私にそう言ったのは、詩を書き続けている男。
遠く幼い日の光景が浮かんでくる。陸の近くをゆく船の甲板から、岸に集う人を見つめていた記憶が。
― いい詩の最後の一行は、作者のことばの海域から、読者の感受の島影へと消えてゆく船影のおぼろな瞬きだ。
遠くなってゆく船を見つめて、男はそう言った。
緑児 ( みどりご ) の一瞬の眼差しを私は思う。じっとこちらの顔を覗 ( のぞ )き込まれるときに、緑児の眼差しが導く沈黙を‥‥
誰なのかを見極めたからなのか、見つめ返すと緑児の眼差しはすっと去り、その瞳に滲 ( にじ ) んでいたひかりが私に残される。
すっと去ったときの緑児の眼差しは、男の言う最後の一行となって、岸の人としての時間を深くする。
緑児がやがて迎えるであろう澄明 ( ちょうめい ) の歳月のおぼろな瞬きを、私の心に立たせて。
途中の情景 ー 京都にて
京の小路のシックな陶器店では、見るからに裕福そうな中年夫婦が、渋茶碗の陳列棚を覗きこんでいる。
賀茂川のほとりをゆけば、リピート演奏でトランペットを吹く薄着の青年。向こう岸に真向い、絵を描く若い女。煙草をくゆらせ、ただ川面を見つめる壮年の男。
下鴨神社の糺の森をたどれば、銀杏の黄、紅葉の朱、日を浴びる落ち葉をねらって、プロともアマとも知れぬ男女ペアのカメラマン。境内を我が庭に、少年たちはボール遊びに興じている。

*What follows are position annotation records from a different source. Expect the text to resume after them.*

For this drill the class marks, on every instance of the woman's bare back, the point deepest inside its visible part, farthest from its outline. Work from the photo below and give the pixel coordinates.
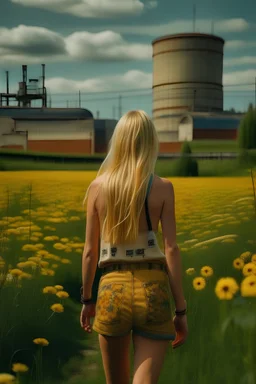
(155, 204)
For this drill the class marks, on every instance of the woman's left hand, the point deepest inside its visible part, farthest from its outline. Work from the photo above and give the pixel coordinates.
(87, 312)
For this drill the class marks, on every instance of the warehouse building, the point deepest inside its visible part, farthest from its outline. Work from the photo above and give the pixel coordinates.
(55, 130)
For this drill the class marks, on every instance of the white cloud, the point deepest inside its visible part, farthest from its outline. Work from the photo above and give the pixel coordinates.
(182, 26)
(240, 44)
(130, 80)
(243, 60)
(90, 8)
(240, 77)
(34, 44)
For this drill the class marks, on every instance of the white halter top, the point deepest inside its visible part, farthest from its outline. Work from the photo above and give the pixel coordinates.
(144, 248)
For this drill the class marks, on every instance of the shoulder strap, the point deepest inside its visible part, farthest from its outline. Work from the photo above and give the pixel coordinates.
(146, 203)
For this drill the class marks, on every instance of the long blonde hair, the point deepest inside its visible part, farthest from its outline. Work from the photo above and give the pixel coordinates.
(131, 158)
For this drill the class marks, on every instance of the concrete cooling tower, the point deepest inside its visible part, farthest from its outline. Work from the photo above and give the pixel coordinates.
(187, 78)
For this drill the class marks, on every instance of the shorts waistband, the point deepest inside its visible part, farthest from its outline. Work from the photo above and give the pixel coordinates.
(134, 266)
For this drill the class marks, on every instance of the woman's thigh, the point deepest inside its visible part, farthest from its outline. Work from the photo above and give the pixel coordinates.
(149, 357)
(115, 352)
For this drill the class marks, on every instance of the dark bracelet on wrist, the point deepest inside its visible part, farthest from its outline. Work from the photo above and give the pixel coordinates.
(181, 313)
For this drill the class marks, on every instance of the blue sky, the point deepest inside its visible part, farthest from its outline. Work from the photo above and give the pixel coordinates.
(103, 47)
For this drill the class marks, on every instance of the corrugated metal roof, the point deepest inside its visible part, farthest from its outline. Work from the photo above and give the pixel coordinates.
(45, 113)
(208, 121)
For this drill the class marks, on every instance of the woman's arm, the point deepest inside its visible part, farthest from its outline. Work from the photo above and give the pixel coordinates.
(173, 259)
(91, 248)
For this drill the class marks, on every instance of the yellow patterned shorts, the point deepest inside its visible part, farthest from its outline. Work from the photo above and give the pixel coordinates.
(138, 301)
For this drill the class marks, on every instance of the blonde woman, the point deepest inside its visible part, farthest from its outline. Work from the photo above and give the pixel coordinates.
(125, 204)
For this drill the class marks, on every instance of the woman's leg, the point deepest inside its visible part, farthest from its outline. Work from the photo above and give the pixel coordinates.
(115, 352)
(148, 359)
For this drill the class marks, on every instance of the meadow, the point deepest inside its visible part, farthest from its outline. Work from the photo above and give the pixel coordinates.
(42, 228)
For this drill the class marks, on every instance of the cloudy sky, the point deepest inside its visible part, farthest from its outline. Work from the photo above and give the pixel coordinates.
(102, 48)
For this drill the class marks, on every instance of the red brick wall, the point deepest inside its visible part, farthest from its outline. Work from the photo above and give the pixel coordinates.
(227, 134)
(170, 147)
(60, 146)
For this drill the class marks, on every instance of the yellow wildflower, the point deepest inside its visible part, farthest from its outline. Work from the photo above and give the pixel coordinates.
(249, 269)
(35, 259)
(238, 263)
(199, 283)
(41, 341)
(65, 261)
(34, 238)
(19, 367)
(47, 272)
(29, 247)
(190, 271)
(62, 294)
(39, 246)
(226, 287)
(49, 238)
(42, 252)
(49, 289)
(253, 259)
(59, 246)
(59, 287)
(44, 263)
(15, 272)
(49, 228)
(248, 286)
(64, 240)
(57, 308)
(206, 271)
(25, 275)
(6, 378)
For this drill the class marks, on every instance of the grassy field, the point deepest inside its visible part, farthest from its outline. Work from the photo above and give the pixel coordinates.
(42, 226)
(164, 167)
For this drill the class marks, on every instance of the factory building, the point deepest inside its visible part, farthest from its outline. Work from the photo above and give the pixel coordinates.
(188, 90)
(54, 130)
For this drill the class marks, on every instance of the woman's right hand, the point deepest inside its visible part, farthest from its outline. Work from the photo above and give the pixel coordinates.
(181, 328)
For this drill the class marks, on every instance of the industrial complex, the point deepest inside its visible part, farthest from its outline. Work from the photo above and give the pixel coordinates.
(187, 95)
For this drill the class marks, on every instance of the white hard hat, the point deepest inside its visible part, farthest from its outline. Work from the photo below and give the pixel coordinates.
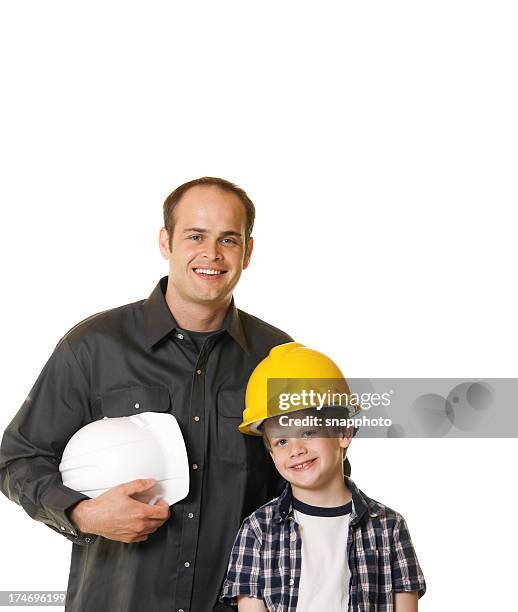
(112, 451)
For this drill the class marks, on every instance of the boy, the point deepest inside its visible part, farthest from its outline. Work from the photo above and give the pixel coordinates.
(322, 545)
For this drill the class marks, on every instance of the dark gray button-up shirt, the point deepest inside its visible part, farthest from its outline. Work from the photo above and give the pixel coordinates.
(106, 366)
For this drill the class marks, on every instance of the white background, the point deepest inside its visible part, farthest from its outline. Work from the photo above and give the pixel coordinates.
(378, 141)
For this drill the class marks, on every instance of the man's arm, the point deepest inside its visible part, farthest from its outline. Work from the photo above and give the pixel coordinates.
(58, 405)
(405, 601)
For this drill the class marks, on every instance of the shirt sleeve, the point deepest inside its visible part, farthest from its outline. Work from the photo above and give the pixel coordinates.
(244, 568)
(33, 443)
(406, 571)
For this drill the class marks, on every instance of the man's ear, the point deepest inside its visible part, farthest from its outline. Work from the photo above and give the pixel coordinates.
(163, 243)
(249, 249)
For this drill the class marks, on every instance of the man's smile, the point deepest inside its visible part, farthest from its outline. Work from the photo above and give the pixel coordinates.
(208, 273)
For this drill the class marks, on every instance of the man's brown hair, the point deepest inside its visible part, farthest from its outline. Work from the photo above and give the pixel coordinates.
(173, 198)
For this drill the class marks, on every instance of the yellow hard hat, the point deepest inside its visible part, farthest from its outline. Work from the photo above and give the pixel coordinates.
(288, 367)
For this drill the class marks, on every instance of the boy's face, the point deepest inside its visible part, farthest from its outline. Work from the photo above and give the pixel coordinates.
(304, 456)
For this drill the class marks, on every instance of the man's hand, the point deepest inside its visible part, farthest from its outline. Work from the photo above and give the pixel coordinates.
(117, 516)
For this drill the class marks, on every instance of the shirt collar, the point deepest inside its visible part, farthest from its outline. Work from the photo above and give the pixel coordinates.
(159, 320)
(361, 504)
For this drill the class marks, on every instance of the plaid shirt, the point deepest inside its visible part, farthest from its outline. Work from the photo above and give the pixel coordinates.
(266, 558)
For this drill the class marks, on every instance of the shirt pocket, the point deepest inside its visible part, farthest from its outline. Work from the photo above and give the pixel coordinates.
(134, 400)
(375, 578)
(229, 441)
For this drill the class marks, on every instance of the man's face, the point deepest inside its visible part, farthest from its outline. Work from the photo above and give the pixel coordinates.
(207, 252)
(303, 455)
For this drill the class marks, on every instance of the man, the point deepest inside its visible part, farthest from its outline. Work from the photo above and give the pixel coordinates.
(186, 350)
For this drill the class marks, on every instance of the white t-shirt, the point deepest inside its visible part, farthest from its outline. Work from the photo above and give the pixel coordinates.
(325, 575)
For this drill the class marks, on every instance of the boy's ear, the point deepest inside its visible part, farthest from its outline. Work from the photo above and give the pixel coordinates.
(345, 437)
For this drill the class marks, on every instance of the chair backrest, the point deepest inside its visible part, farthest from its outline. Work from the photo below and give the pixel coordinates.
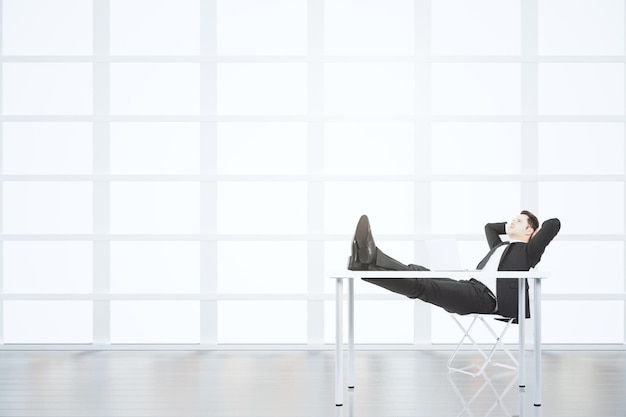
(443, 254)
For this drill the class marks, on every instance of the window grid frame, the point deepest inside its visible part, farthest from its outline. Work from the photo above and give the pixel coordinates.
(315, 119)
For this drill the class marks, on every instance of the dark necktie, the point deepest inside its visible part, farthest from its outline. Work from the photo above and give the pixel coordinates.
(482, 263)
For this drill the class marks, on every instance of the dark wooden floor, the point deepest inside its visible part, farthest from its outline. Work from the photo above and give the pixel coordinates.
(297, 383)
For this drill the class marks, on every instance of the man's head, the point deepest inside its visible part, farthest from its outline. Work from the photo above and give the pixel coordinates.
(523, 226)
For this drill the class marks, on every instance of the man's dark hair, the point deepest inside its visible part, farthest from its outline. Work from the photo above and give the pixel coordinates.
(533, 221)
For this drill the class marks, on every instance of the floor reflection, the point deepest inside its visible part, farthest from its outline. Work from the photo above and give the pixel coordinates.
(491, 395)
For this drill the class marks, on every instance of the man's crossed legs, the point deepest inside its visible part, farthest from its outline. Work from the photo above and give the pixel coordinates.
(461, 297)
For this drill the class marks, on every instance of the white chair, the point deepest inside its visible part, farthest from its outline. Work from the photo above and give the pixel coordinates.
(444, 254)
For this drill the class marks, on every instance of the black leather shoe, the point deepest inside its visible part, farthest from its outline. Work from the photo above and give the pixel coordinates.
(363, 246)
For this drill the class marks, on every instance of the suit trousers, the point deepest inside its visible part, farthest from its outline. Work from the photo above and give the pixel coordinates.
(460, 297)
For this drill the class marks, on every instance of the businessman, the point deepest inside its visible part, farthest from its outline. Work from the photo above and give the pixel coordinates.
(527, 242)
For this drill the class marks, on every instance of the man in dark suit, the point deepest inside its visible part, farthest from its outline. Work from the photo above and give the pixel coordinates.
(527, 242)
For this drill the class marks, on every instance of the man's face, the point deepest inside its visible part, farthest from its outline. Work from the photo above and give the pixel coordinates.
(518, 228)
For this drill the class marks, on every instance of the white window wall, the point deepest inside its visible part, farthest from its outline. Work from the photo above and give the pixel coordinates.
(190, 186)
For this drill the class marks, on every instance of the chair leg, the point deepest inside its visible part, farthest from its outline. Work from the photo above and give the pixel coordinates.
(487, 357)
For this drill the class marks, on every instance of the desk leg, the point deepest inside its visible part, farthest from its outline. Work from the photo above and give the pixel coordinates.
(339, 342)
(350, 333)
(537, 342)
(521, 322)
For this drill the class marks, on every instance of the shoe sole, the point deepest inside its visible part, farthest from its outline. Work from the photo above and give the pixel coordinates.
(362, 232)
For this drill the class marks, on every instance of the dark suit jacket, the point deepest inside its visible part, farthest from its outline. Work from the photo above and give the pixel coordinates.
(518, 257)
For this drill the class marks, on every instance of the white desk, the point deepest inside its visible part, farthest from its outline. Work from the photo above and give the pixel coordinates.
(340, 276)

旅の日のつかの間の散歩のうちにも、こんなにも生き生きと私に呼び掛けて来る、それぞれの人生の途中の一情景。
水槽の中の尾ひれが生むさざなみのように、その情景の明日のゆくすえに思いがゆく。やがて中年夫婦は孫こそが宝と思うときが、若者は作品や演奏の発表の場に立つときが、少年たちはもっと広い庭を心に持つときが‥‥
「Brand New Day」 ( まっさらな一日 ) よ。幻想の中の明日はその明るみゆえに、火を語源に持つというこの言葉が似合う。
私の人生のリードタイムは、フェイドアウトの場面を残すばかりだが、そのゆくすえもまた、あたたかい明るみであるのをひたに願う。
「Brand New Day」の語源に宿る、ほのかな火のような、あたたかい明るみを。